Students have come to me asking how they can be more involved with LEI, one even exclaimed that they were a student in high school and participated in LEI for all four years, then went off to pursue a degree in hospitality management and began participating as a mentor for high school students. Moments like that show just how crucial LEI is to further developing and teaching high school students about the hospitality industry, and the impact that it is already having.
As an intern, one moment that stood out was on the Big Island of Hawaii, I had a chance to be a mentor for the students of the Hawaii High Schools. I had a moment of complete awe when I witnessed these timid group of high school’s blossom into full-fledged hosts, seating guests at the Mauna Kea Beach Resorts Luau. The students sat over four hundred guests to their seats, accommodated problems, brought over high chairs…and the list goes on and on. But most importantly, they showed A.L.O.H.A. The students were introducing themselves, talking story, showing off an exact definition of what I believe aloha is; something that was genuine, kind, and warm. After speaking with staff and some guests that hung around after the luau, everyone was amazed at how well the students did and wished they would comeback for the next day’s luau.

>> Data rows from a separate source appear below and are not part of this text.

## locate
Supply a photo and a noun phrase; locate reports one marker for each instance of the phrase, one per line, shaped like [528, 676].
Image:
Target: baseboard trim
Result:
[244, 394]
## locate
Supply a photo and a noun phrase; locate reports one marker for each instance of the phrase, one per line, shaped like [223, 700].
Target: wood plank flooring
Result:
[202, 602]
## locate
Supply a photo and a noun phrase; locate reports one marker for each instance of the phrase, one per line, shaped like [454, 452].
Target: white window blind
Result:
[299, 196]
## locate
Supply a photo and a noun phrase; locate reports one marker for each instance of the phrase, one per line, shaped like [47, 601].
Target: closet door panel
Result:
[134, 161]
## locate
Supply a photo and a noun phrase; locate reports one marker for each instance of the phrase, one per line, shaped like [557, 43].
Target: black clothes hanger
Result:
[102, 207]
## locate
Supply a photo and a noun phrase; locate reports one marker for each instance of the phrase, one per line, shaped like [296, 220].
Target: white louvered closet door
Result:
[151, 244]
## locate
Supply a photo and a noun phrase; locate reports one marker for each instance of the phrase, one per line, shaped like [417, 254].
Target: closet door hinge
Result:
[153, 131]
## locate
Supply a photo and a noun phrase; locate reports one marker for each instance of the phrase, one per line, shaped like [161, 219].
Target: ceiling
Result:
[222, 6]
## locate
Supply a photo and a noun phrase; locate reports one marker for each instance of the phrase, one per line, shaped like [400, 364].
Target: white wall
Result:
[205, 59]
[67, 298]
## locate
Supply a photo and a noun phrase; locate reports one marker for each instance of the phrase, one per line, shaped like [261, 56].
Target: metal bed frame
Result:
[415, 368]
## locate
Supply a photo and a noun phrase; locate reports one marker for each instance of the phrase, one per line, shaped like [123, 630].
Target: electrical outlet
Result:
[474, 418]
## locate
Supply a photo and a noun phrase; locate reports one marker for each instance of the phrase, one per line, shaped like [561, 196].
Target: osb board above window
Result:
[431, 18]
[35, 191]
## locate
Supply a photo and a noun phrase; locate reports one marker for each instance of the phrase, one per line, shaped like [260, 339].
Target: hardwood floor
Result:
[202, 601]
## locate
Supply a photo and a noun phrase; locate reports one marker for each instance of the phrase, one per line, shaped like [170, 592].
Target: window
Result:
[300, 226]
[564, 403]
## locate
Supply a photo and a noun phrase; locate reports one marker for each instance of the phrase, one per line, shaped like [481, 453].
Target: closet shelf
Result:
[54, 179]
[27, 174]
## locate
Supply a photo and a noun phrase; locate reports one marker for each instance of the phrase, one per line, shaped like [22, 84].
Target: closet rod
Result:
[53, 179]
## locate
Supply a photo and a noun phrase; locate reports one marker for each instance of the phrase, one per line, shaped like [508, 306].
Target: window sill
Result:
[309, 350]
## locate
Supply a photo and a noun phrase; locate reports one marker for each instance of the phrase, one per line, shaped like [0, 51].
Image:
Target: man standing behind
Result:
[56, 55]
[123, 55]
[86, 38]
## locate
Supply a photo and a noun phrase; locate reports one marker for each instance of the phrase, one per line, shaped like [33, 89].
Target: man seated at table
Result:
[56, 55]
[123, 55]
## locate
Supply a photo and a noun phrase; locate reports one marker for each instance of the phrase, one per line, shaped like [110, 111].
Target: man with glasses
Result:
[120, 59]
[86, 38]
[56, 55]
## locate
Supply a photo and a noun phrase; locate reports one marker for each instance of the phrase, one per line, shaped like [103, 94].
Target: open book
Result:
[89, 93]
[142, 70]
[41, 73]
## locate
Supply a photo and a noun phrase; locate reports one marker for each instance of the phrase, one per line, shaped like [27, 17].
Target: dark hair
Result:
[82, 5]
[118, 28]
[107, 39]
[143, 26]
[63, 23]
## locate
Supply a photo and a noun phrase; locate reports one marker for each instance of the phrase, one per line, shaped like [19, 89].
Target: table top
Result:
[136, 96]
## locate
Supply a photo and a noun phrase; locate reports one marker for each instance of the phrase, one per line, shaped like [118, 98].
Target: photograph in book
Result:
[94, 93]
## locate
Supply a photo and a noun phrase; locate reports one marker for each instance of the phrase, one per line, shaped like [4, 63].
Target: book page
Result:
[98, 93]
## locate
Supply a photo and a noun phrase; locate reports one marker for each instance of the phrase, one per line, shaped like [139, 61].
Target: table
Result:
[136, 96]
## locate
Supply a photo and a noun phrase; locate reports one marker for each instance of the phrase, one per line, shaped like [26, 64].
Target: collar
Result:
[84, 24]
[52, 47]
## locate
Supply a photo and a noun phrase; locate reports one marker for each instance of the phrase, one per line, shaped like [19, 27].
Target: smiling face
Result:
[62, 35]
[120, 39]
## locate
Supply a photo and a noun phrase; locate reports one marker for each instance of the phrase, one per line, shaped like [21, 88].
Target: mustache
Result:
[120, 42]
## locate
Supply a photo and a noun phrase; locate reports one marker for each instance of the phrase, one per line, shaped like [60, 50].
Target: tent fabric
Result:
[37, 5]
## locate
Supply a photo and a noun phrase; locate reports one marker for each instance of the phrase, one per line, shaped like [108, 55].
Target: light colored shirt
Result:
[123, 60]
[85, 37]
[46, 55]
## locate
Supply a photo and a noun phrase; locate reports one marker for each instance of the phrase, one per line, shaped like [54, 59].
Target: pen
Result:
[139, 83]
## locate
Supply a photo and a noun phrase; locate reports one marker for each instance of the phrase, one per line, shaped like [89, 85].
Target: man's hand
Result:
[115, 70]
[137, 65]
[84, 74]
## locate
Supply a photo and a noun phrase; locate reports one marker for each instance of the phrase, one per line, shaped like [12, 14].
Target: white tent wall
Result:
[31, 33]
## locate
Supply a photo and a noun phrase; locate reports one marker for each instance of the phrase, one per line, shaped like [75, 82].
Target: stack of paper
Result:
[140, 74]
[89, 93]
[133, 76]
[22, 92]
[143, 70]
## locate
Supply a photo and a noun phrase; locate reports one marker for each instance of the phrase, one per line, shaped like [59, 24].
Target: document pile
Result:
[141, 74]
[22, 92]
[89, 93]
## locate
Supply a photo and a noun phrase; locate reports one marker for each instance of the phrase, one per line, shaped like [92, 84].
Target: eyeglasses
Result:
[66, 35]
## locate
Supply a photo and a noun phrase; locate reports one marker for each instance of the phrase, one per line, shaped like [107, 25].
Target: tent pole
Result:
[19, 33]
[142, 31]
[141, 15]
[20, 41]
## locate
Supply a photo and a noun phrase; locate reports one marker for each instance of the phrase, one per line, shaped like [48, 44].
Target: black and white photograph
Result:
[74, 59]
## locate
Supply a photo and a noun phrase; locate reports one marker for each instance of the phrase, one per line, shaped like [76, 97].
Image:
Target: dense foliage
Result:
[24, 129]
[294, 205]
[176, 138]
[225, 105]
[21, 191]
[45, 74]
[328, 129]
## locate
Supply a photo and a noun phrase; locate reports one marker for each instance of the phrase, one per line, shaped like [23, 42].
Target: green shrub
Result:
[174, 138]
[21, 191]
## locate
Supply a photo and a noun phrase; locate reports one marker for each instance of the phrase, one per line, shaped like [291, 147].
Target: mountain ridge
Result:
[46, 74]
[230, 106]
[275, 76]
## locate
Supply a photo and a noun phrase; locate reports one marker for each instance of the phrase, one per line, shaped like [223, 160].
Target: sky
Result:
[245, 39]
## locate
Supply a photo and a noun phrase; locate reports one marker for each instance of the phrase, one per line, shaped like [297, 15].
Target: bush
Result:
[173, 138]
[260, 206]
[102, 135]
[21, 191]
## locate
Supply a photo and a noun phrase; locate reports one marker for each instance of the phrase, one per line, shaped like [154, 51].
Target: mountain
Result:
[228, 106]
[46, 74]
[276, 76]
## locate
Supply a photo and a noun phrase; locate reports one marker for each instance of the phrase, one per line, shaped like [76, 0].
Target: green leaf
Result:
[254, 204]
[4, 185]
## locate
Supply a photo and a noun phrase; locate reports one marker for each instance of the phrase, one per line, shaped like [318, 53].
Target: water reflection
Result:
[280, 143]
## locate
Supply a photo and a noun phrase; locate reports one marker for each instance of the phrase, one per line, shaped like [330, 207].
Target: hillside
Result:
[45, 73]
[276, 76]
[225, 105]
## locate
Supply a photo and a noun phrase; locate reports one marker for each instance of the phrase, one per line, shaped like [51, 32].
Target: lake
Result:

These types of moments are something that I never would have gotten the chance to experience in any other internship. Having the opportunity to train the students on how to seat a guest, how to prepare tables for dinner service, or how to interact with guests when they are on the clock. This type of experience was something that I will take with me for the rest of my life. I hope that in some way, shape or form, the students that I worked with too can take away something from the experience that we all shared.
The future of Hawaii is in the hands of the next generation. It is our duty to make sure they are prepared and ready for the challenges that will be awaiting them. I am proud to have been a part of the L.E.I program and hope to be able to assist and play a role with L.E.I in the future and see how the program will grow.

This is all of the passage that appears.